Rückenwind für die Tarifauseinandersetzungen

Behörden kontrollierten in diesem Jahr mehr als 23.000 Betriebe

 

 

In Firmen mit Großraumbüros gilt das Infektionsrisiko als hoch. Die Arbeitgeber sind daher in der Pflicht, ihre Belegschaft besonders zu schützen. Sie bekamen oft Besuch von Kontrolleuren.

 

Der Arbeitsplatz wurde in den vergangenen Monaten immer wieder als zentraler Ort für Infektionen genannt. Die Unternehmen mussten weitreichende Vorkehrungen treffen.
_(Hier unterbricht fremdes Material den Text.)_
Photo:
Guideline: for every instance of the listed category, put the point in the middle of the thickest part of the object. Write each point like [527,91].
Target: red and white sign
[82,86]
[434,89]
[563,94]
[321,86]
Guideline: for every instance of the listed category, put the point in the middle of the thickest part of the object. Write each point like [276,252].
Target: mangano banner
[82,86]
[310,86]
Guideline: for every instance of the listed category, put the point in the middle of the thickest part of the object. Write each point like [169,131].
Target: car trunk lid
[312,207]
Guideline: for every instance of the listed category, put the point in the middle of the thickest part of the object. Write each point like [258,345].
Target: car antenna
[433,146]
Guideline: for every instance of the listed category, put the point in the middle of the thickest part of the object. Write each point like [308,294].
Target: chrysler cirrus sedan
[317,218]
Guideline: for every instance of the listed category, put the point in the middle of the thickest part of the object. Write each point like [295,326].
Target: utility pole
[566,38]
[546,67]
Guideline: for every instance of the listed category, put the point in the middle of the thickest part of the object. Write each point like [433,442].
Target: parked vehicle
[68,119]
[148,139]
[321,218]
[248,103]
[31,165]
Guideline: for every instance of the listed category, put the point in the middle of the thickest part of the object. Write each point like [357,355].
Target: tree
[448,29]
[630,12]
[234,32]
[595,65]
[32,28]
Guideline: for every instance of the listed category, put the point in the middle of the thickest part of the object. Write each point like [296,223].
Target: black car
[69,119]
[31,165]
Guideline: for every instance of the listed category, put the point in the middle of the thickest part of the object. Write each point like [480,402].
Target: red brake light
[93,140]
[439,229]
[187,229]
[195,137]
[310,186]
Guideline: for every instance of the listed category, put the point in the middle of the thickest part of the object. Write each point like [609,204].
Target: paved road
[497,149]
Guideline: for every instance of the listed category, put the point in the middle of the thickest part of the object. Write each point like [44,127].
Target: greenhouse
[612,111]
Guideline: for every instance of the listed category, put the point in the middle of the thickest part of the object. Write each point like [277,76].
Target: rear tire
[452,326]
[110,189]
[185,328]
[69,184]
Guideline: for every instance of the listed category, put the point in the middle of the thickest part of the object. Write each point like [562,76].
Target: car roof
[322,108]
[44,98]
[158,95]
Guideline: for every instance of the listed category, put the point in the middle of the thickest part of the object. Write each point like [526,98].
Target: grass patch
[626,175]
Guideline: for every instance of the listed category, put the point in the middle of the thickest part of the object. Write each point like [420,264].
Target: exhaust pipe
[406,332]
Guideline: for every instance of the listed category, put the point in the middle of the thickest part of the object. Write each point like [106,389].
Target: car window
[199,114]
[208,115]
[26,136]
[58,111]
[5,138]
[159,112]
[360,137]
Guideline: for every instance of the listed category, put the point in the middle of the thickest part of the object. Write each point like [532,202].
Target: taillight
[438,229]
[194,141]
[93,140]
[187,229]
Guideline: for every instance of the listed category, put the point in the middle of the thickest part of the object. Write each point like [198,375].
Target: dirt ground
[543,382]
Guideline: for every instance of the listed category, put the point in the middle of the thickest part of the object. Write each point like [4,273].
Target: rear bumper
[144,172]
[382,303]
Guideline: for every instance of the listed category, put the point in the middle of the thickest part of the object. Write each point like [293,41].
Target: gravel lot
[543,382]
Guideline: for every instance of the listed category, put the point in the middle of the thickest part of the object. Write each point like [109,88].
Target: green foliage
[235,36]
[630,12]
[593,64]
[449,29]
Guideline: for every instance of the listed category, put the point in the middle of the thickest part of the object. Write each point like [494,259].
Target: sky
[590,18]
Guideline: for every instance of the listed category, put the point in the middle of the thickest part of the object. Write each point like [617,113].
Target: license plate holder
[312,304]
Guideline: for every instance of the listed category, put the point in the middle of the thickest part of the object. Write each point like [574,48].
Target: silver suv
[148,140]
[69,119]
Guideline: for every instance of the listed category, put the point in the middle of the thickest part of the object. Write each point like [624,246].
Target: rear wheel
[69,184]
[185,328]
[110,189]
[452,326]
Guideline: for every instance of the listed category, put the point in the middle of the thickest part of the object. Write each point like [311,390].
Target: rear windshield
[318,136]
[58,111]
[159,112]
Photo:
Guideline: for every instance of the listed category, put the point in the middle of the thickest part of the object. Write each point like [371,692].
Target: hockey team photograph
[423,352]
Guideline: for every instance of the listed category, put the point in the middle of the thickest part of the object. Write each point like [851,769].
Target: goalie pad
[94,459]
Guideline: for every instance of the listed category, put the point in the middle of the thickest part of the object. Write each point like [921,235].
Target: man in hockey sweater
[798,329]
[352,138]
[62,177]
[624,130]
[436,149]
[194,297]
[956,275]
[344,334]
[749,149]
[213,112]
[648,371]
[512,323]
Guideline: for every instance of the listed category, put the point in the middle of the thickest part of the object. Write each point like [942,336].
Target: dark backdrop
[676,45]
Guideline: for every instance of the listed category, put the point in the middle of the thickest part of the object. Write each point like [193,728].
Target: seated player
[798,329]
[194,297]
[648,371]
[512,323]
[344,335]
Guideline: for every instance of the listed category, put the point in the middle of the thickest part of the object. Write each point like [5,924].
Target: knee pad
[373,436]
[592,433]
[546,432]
Für viel Aufsehen sorgte eine Regelung im Januar: Arbeitgeber müssen seither das Arbeiten von zu Hause aus ermöglichen, wenn keine zwingenden betriebsbedingten Gründe dagegensprechen.

 

In der entsprechenden Verordnung wurde unter anderem geregelt, dass in gemeinsam genutzten Arbeitsräumen mindestens zehn Quadratmeter pro Person verfügbar sein sollten und Arbeitgeber Masken zur Verfügung stellen müssen, wenn Abstände nicht eingehalten werden können. Doch wie viele Betriebe wurden danach kontrolliert? Und wie viele Beschäftigte haben sich an die Behörden gewandt?

 

WELT AM SONNTAG hat in den 16 Bundesländern nachgefragt.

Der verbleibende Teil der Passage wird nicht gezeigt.